CIANJUR, Indonesia -- A seven-year-old Indonesian girl who was the subject of a day-long rescue effort after an earthquake killed 272 people in West Java has been found dead, rescuers told AFP on Friday.

Emergency workers found the body of Ashika Nur Fauziah, also known as Cika, under rubble in the worst-hit district of Cianjur town, epicentre of the quake that triggered landslides, collapsed roofs, walls and buried victims in mounds of earth Monday.

"The body was immediately handed over to the family. The family accepted and she was then buried," 28-year-old rescuer Jeksen Kolibu told AFP.

"The family was very hysterical. They were very sad. The mother was the one who received the body."

Dozens of rescuers had spent most of Thursday using digging tools, hammers and their bare hands to clear debris in the delicate mission, which was suspended overnight until Friday morning.

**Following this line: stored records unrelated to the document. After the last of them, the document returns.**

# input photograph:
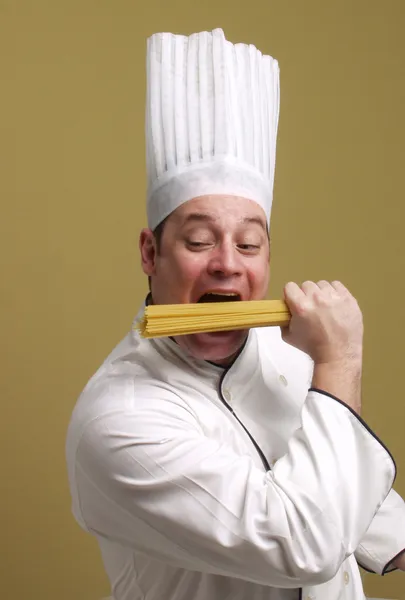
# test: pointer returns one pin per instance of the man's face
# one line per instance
(211, 246)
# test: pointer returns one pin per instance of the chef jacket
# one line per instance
(241, 483)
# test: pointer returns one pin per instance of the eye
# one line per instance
(197, 245)
(249, 247)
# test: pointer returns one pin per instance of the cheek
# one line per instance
(259, 275)
(183, 269)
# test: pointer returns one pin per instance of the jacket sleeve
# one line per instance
(385, 538)
(148, 478)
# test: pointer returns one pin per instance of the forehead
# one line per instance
(221, 209)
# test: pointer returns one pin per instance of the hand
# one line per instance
(326, 321)
(327, 324)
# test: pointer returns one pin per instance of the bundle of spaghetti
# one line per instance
(165, 320)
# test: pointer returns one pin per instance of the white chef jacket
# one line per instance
(205, 483)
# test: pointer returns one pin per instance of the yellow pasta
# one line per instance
(164, 320)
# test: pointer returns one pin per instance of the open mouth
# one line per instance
(220, 297)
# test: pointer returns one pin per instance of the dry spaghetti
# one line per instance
(164, 320)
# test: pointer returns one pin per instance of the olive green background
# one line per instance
(72, 191)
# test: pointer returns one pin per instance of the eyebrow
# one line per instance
(206, 217)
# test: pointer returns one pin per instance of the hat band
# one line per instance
(219, 177)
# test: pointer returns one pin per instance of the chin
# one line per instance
(218, 347)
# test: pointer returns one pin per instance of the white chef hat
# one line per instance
(211, 121)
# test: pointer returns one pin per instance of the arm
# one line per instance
(382, 549)
(148, 478)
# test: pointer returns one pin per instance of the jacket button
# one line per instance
(283, 380)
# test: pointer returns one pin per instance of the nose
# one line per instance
(225, 261)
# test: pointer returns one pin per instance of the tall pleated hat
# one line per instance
(212, 113)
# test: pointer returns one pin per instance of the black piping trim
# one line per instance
(387, 566)
(361, 421)
(365, 568)
(252, 439)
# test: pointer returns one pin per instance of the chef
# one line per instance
(229, 466)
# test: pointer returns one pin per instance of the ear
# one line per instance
(147, 248)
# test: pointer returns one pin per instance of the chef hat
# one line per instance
(211, 121)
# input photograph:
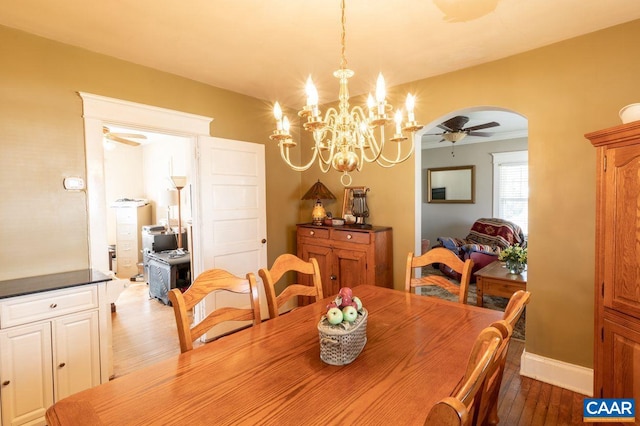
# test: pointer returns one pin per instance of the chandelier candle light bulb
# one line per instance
(344, 138)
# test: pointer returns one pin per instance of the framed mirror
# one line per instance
(451, 184)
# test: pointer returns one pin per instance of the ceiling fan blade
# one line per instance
(128, 135)
(456, 123)
(481, 134)
(122, 140)
(482, 126)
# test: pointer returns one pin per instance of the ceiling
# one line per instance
(267, 48)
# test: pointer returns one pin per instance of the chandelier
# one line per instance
(345, 139)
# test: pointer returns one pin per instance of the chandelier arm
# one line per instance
(398, 160)
(284, 153)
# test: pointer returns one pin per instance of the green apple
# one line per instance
(334, 316)
(349, 313)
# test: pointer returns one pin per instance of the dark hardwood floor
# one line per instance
(144, 333)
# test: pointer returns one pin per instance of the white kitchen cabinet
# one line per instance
(49, 349)
(27, 375)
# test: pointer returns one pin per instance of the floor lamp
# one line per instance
(179, 182)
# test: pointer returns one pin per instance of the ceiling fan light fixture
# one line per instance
(454, 137)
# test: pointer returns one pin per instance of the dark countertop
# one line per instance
(29, 285)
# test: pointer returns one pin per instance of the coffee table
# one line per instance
(496, 280)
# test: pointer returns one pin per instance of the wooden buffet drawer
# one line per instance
(352, 237)
(320, 233)
(40, 306)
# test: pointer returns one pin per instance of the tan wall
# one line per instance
(42, 141)
(564, 90)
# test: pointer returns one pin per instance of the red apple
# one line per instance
(346, 292)
(334, 316)
(349, 313)
(346, 301)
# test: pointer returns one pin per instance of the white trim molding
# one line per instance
(558, 373)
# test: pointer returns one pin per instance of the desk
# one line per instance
(496, 280)
(416, 353)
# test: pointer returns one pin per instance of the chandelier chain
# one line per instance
(343, 37)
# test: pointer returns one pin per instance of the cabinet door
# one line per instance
(350, 267)
(622, 358)
(25, 373)
(622, 231)
(76, 355)
(323, 255)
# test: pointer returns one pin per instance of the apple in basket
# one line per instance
(349, 313)
(334, 316)
(344, 308)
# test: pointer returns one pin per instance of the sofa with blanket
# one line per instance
(487, 237)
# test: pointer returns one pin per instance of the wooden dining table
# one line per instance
(416, 353)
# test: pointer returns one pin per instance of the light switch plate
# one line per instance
(73, 183)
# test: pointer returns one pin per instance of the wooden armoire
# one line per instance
(617, 286)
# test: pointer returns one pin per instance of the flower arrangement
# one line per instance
(515, 258)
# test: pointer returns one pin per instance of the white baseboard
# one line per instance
(558, 373)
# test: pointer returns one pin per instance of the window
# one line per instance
(511, 187)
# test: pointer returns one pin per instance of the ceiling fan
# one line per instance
(455, 131)
(124, 138)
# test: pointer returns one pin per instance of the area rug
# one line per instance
(490, 302)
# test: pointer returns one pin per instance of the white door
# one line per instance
(231, 213)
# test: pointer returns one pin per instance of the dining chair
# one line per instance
(439, 255)
(206, 283)
(487, 410)
(290, 263)
(515, 307)
(460, 408)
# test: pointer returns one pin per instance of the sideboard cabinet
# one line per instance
(348, 256)
(617, 280)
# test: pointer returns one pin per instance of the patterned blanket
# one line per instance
(487, 235)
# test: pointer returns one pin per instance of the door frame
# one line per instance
(100, 109)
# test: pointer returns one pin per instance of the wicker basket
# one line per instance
(340, 346)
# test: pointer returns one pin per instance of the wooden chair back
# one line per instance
(206, 283)
(487, 409)
(515, 307)
(439, 255)
(460, 408)
(290, 263)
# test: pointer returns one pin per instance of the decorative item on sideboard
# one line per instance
(630, 113)
(318, 192)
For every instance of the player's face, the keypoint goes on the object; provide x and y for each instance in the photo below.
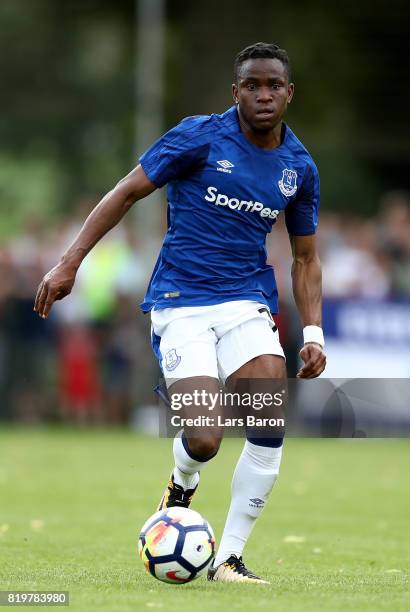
(263, 93)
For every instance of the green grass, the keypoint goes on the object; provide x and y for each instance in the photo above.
(346, 501)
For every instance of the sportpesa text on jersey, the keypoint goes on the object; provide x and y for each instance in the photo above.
(224, 195)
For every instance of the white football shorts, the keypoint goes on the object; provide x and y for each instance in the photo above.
(212, 340)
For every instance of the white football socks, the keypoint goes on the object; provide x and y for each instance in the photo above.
(186, 470)
(253, 479)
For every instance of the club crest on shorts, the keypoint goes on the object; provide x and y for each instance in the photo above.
(172, 360)
(287, 183)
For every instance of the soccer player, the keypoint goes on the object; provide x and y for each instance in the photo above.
(212, 294)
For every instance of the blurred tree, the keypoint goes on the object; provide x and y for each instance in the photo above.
(68, 95)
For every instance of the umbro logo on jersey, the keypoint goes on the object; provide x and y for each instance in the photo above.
(256, 502)
(225, 166)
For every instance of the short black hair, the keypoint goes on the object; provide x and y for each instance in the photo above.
(261, 51)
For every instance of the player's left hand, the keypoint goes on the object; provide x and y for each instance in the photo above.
(315, 360)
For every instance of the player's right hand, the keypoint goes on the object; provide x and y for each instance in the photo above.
(55, 285)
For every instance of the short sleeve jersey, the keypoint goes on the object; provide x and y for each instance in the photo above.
(224, 195)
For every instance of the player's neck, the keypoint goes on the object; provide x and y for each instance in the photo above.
(265, 140)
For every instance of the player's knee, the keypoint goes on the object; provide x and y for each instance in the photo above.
(205, 446)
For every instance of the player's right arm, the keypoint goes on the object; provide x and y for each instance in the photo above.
(59, 281)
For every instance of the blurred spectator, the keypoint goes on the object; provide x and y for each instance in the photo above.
(91, 361)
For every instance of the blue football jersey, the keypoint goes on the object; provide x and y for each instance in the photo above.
(224, 195)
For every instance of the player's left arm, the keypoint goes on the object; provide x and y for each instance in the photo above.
(307, 291)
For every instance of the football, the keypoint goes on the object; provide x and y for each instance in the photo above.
(176, 545)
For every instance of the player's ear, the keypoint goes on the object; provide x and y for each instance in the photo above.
(235, 93)
(291, 91)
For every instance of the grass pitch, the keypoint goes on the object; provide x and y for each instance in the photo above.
(334, 536)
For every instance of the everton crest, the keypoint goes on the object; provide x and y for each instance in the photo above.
(172, 360)
(287, 183)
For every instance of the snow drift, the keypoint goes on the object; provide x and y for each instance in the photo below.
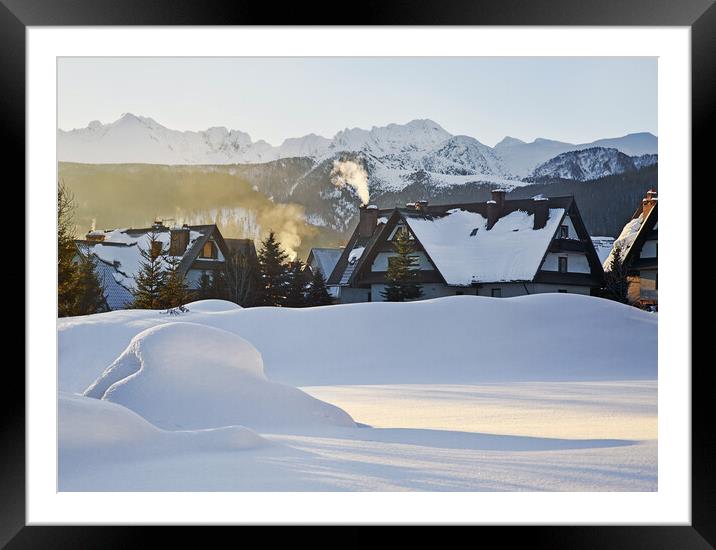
(460, 339)
(88, 427)
(188, 376)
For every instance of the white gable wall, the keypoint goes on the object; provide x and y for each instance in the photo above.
(576, 262)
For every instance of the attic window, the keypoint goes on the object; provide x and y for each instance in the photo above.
(209, 250)
(563, 264)
(156, 249)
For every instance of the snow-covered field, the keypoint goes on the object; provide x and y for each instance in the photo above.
(547, 393)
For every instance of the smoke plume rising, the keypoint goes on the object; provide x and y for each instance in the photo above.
(350, 173)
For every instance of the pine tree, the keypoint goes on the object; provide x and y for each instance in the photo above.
(175, 291)
(203, 291)
(150, 281)
(402, 278)
(219, 288)
(318, 291)
(67, 270)
(90, 293)
(297, 286)
(274, 273)
(616, 282)
(244, 278)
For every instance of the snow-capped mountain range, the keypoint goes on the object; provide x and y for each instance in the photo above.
(393, 154)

Cika was found under three layers of concrete, said Kolibu.

The focus of the search had centred on her grandmother's house, across the road from the family home, where her mother believed she had been playing when the earthquake struck.

"She was playing outside, I was cooking in the kitchen, suddenly the earthquake happened, so fast, only two seconds, my house collapsed," her mother Imas Masfahitah, 34, told AFP at the scene on Thursday.

"Whatever happens, I will try to accept it," she added, crying as she held on to her daughter's sandals.

Hopes of a happy outcome had been raised following the dramatic rescue of a six-year-old boy, Azka, on Wednesday evening, which was described as a "miracle" after he survived more than two days in the rubble without food or water.

"The mother was very hopeful. Azka survived, while Cika didn't. That's what makes me sad," Kolibu said.

Before Cika was found, authorities said 39 people were still missing as the rescue effort continued to be hindered by hammering rain and potentially deadly aftershocks.